Написать книгу про то, как писатель пишет книгу и как, по мере создания этой книги, разрушается его личная жизнь, семья, социальная сфера вокруг него, — вот еще одна блондинка, которая выскочила сейчас передо мной, словно из-за угла, но уже, уже уходит, уходит в тенистую аллею бокового сознания…
Хорошо (хотя что ж тут хорошего?), если книга, из-за которой развалилась личная жизнь ее автора — настоящая, хорошая книга и интересна читателям. А если это еще и неудачная книга?
Или если никто — ни один издатель — не хочет ее издать? Как себя чувствует автор?
…Я пишу это запоздалое предисловие из-за робости. Потому что сейчас мне предстоит прыгнуть в книгу. Предыдущие главы были только подъемом к сюжетному трамплину, а когда идешь в гору, то смотришь себе под ноги и не трусишь. Но, поднявшись на вершину, неуверенный лыжник топчется перед крутым спуском и делает петли на горной макушке, притворяясь, что проверяет лыжные крепления. Так и я подхожу теперь к краю обрыва-завязки и в страхе смотрю — неужели прыгну? И отхожу, и завариваю себе новую чашку кофе, и откашливаюсь, и пишу запоздалое лирическое предисловие, чтобы отложить свой прыжок еще на час, на день…
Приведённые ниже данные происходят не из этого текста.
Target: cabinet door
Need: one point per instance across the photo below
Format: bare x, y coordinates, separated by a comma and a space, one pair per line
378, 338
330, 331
Но если так страшно написать: «Глава восьмая. Полет в Москву», то представьте, каково было мне в реальной жизни протянуть дежурному в аэропорту Кеннеди посадочный талон и пройти — самому пройти — в «Боинг», вылетавший из Нью-Йорка в Советский Союз!
О, я помню, как это было — улыбаешься, как при прыжке с трамплина, а у самого от страха спина вспотела… Мы шли… Мы шли в самолет…
Нет, не так! Понятие «мы» к нам не подходило, мы еще не были тем единым и гордым «We are», с которого начинается американская конституция. Мы даже не были группой, потому что понятие группы предполагает какое-то единство, а мы были просто толпой в тридцать человек и не знали друг друга даже по имени. Все, что нас связывало, — бирки с надписью «International Press Association», которые навесил нам на пиджаки Барри Вудстон, когда мы в очереди других пассажиров подходили к стойке регистрации билетов на Москву. Барри — высокий толстяк 32-х лет с живыми темными глазами и пеной светлых кудряшек до плеч — стоял (конечно, в пиджаке, белой сорочке и галстуке) возле стойки австрийской авиакомпании со списком в руках, заглядывал в билеты, которые мы клали на стойку, и тут же восклицал с чрезмерным энтузиазмом:
— О, мистер Плоткин! Рад вас видеть! Как поживаете? Вот ваша нагрудная бирка. Увидимся в самолете!
Но такое же единство было и у наших чемоданов — на них тоже висели одинаковые бирки с номером нашего рейса. Так можно ли написать «мы, чемоданы»?
Однако другого местоимения у меня нет, а потому продолжим.
Итак, мы, единые только общностью своих бирок, медленной цепочкой шли на посадку в самолет. Честно говоря я был настолько удивлен своей безрассудности, что воспринимал эту посадку как полуреальность. Ну подумайте: поедет ли беглый каторжник на экскурсию в свою тюрьму? Или бывший заложник иранских террористов, рассказавший миру о том, как над ним издевались во время заключения, — полетит ли он в Иран проведать своих стражников?